President Obama’s June 15 decree freeing at least 800,000 young illegal immigrants from possible deportation should be debated far more on executive overreach than on problems resulting from years of poor policing of the nation’s borders. As predicted by many, the loose immigration policies resulted in additional problems (crime, welfare, polarization, young immigrants, etc.). It also created a crisis, something always presenting an opportunity for aspiring power seekers of power to do some more damage.
The more fundamental issue that should be uppermost in the minds of people who care about freedom isn’t the plight of those children of illegal immigrants who have committed no crime. Instead, it should be: Where does a President derive power to make law? Frame it another way and ask: How much longer will the legislative and judicial branches permit Presidents to ignore constitutional restraints on what they are permitted to do?

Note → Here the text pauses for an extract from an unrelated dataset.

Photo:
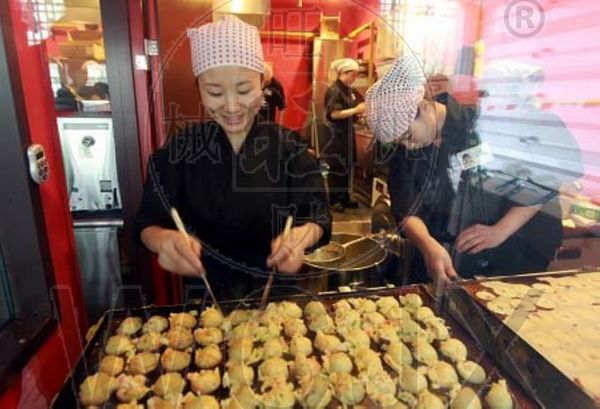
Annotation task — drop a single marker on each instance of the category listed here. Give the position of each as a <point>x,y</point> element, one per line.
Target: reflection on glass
<point>73,38</point>
<point>6,307</point>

The latest action by President Obama granting a form of amnesty to so many brought to mind a remarkable column penned in 1999 by Clinton-era Secretary of Labor Robert Reich. Addressing concerns that the imminent impeachment trial of President Clinton would deadlock Congress and destroy any opportunities to address other issues, Reich’s column contained the headline, “Trial ties up Senate? Don’t Worry, Congress is irrelevant.” Yes, irrelevant.
Claiming that Congress was almost dormant, Reich offered, “America’s domestic policy is being run by Alan Greenspan and the Federal Reserve.” He added that “America’s foreign policy is now being run by the International Monetary Fund with some coaching from the Treasury Department.” And, for good measure, he noted that “when the president decides to go to war, he no longer needs a declaration of war from Congress, he just calls up a few generals ... and sends in the bombers.”